Talk Nation Radio, for the week of June 16, 2010
Robert Jensen, Media in Age of Calamity, BP Spill update
We look at media coverage of the BP oil spill, of the drilling regulation "debate" and U.S. policy in the Middle east.
Produced by Dori Smith, Storrs, CT
TRT: 29:12
Download at Pacifica's Audioport here or at Radio4all.net and Archive.org
US wars in Iraq and Afghanistan continue to break records for cost in dollars and lives and time served by US and other forces. In the meantime, the American people seem to be more at risk than ever of losing all hope of home ownership, or even financial security.
We look at media coverage of these leading cataclysmic stories, How can we improve the media and be more actively engaged in helping?
Journalist Robert Jensen is at the School of Journalism at the University of Texas at Austin. He has a Ph.D. in media ethics and law from the School of Journalism and Mass Communication at the University of Minnesota. He worked as a journalist for a decade prior to joining academia, and presently teaches courses in media law, ethics, and politics.

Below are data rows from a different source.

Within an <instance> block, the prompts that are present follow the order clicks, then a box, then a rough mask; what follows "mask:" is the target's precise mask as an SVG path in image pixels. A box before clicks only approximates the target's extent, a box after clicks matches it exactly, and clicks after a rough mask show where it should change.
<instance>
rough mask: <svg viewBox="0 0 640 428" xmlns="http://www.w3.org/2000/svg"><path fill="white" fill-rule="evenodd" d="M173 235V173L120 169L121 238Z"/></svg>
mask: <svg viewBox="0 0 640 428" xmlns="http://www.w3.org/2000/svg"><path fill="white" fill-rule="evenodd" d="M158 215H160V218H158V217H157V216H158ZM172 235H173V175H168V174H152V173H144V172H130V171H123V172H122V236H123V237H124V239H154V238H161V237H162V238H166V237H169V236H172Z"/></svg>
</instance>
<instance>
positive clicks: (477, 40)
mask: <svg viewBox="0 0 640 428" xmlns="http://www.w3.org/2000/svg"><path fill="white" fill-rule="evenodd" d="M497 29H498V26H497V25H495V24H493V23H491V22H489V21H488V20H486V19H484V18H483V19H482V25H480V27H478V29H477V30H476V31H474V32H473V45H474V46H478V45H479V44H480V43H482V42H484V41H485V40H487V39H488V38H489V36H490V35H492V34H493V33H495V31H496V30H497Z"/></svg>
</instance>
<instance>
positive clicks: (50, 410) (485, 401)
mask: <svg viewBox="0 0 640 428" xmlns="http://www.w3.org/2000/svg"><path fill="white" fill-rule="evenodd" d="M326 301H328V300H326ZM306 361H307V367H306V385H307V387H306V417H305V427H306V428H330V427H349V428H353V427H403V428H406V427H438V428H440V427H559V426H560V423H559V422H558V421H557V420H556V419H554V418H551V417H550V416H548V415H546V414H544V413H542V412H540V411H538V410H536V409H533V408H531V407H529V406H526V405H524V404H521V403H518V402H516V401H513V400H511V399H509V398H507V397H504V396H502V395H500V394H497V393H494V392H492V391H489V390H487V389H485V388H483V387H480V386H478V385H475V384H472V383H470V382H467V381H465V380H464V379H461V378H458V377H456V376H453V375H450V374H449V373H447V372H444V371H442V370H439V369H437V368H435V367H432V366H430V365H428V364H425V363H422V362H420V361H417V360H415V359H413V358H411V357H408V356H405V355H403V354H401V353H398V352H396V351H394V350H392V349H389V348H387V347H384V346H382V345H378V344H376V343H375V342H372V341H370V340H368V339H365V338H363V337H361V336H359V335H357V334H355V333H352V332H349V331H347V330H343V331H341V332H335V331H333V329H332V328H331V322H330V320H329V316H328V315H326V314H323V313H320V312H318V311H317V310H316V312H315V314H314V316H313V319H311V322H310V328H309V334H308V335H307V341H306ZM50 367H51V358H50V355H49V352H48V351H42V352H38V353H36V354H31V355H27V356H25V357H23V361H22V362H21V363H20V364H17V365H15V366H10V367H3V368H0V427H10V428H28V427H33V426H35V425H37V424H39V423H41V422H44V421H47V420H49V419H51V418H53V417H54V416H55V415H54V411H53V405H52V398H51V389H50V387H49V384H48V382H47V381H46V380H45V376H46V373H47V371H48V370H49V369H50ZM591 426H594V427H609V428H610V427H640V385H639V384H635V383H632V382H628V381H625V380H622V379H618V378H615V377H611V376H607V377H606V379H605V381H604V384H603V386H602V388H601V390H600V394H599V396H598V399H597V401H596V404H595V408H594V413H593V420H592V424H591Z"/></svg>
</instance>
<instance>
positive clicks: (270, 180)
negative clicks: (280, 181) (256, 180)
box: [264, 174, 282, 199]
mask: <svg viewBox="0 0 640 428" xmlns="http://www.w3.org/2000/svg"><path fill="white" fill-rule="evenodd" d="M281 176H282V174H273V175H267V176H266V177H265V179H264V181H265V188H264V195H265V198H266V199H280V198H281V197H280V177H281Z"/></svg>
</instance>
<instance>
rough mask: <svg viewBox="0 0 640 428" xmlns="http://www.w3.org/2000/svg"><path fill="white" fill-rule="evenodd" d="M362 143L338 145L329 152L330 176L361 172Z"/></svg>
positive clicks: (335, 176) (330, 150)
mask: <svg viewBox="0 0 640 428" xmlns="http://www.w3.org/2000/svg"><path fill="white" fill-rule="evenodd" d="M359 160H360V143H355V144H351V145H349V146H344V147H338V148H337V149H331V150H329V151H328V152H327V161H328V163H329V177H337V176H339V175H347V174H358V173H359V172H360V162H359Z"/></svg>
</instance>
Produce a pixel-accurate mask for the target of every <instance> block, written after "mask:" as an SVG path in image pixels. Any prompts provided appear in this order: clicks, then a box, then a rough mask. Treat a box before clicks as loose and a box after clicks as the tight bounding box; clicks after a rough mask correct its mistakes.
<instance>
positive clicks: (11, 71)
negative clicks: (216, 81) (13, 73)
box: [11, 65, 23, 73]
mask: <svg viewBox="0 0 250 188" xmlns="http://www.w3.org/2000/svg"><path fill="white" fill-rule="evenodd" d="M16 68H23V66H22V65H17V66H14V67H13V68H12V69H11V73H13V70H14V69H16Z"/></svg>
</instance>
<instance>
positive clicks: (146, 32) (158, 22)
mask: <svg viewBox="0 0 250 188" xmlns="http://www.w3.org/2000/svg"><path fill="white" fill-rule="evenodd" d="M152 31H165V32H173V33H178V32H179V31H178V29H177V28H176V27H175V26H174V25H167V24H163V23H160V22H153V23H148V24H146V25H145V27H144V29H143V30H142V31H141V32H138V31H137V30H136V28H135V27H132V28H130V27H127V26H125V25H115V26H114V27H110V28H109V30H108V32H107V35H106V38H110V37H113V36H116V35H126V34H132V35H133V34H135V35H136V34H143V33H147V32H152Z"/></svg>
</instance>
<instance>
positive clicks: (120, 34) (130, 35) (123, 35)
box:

Next week, we'll hear more on the BP spill from scientist Craig McClain, Assistant Director of Science for the National Evolutionary Synthesis Center. He focuses on the ecological and evolutionary drivers of marine invertebrate biodiversity:
Craig McClain: "Because of a variety of things, ocean warming, ocean acidification, the sort of things that have been gong on for a while now, the depletion of the reef and the fish throughout the Gulf of Mexico, the degradation of the marshes and wetlands along the Gulf Coast especially around Louisiana; those things were already occurring before the oil spill. And now we've asked all of those other systems to take another impact which is the oil spill and so the question is, now have we pushed all of these systems past their tipping points? Have we created irreversible damage?"